La forma de orientación, ejecución y control
del aprendizaje en cada asignatura propicia una forma determinada de vínculo de
los educandos con el sistema de contenidos que están en la base del desarrollo
de los procesos y propiedades cognitivas y que adquieren para ellos un
determinado sentido psicológico.
Cuando los
estudiantes tienen la posibilidad de indagar, de confrontar criterios y puntos
de vista, se acrecienta su interés por aprender y esto contribuye a desarrollar
motivaciones más profundas intensivas hacia el aprendizaje y una mayor
implicación de los mismos en el Proceso Docente Educativo, los alumnos asumen
mayor responsabilidad en su propio aprendizaje. Se percatan de que sólo pueden
aprender si lo hacen por sí mismos, si se implican activa y voluntariamente en
el proceso.
El profesor debe
proporcionarle oportunidades para que decidan lo que necesitan saber y les
ayuda a desarrollar estrategias para resolver; mientras que los alumnos deben
ser capaces de probar la significación y la justificación de aquello que
aprenden, esto le crea conocimientos.
Desarrollo
La motivación por el estudio permite profundizar en temas
que no se dominan, resaltando el papel del maestro como elemento determinante
para el desarrollo de los intereses cognoscitivos, los cuales varían en
dependencia de las características del estudiante.
Está estrechamente
relacionada con la actividad intelectual y formativa que genera el proceso de
enseñanza aprendizaje.
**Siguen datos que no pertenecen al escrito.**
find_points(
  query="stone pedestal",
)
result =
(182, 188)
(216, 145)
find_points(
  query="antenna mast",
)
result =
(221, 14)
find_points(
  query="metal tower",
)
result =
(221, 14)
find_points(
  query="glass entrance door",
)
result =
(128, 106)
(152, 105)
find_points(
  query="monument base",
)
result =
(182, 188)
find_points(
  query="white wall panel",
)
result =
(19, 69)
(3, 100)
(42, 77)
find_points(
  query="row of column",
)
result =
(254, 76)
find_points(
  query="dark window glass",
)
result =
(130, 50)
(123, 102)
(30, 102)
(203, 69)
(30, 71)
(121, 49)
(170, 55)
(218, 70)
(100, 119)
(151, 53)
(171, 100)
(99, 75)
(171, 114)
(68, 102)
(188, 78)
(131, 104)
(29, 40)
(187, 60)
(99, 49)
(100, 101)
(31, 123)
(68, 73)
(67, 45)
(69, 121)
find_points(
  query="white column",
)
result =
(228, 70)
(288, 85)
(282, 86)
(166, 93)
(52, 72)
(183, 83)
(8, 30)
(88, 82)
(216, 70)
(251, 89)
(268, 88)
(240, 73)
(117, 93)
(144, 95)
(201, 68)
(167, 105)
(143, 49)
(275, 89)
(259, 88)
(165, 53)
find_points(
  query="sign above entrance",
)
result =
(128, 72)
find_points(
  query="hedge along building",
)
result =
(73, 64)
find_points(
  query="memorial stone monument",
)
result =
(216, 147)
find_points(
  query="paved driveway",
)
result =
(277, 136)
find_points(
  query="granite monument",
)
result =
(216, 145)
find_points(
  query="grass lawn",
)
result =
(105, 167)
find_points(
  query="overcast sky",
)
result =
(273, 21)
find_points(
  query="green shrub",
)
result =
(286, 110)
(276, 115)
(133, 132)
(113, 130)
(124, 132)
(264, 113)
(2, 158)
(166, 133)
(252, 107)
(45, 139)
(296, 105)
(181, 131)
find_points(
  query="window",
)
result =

Si se logra motivar a los estudiantes por las
actividades de aprendizaje como son; visitas de interés y el desarrollo de
actividades experimentales, entre otras propias que el profesor sea capaz de
concebir, el aprendizaje será efectivo y dejará un resultado, en términos de
conocimientos, habilidades, vivencias y motivaciones, que incidirán
positivamente en su comportamiento intelectual y en su actitud ante la búsqueda
de otros conocimientos.
Tener
un estudiante motivado significa -para mí como facilitador – llegar a entender
mi misión, donde el centro del proceso son los estudiantes y no el docente,
entender esa relación, posibilita establecer empatía y confianza con ellos. Ahora bien, ¿cómo llegar a permear los niveles de
motivación del estudiante? Esto lo podemos lograr, conociendo muy bien el tema
a tratar, enseñando con el ejemplo, respetando al estudiante, enseñando
habilidades para resolver problemas, instrumentando la participación,
construyendo mecanismos de evaluación válidos, mostrando entusiasmo en mi labor
y enseñando a través de preguntas.
De esta manera, por ejemplo, puedo captar que el
estudiante se presente más dispuesto y receptivo con la información que se le
está compartiendo. Se trata de realizar un diálogo permanente con el dicente.
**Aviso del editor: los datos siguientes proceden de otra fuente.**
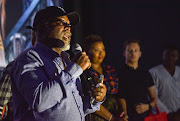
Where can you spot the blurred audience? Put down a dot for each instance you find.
(136, 93)
(95, 49)
(166, 77)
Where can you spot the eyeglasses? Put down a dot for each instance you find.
(60, 22)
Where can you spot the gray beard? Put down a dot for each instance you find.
(65, 47)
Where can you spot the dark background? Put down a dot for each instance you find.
(155, 24)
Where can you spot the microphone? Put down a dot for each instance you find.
(76, 48)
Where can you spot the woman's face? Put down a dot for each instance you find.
(97, 53)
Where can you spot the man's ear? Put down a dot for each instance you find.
(123, 53)
(140, 54)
Desde esta perspectiva, los niveles de motivación hacia la escucha, asimilación
de conceptos, participación y aporte, son mucho más significativos.
Conclusiones
La
motivación hacia el estudio les brinda a los estudiantes las habilidades y
hábitos necesarios para la apropiación de los conocimientos básicos para
enfrentar determinadas tareas con éxito.
De forma general pudiéramos definir la
motivación en el ámbito escolar como un proceso psicológico que se basa en la
esfera afectiva de la personalidad y permite la orientación dinámica de la
actividad hacia un objetivo determinado, condicionada esta por las necesidades
y motivos de aprendizaje, movilizando y manteniendo su actitud ante el estudio.
En la medida que la misma se dirija de forma correcta a un
objetivo bien definido, la actividad educativa se hará más independiente y su
resultado será óptimo, de hecho nuestro país es un ejemplo de ello y como toda
obra humana requiere de nuevas transformaciones para obtener resultados
superiores en esa vital esfera, en la cual se edifica día a día, curso a curso, con todos y para el bien de todos.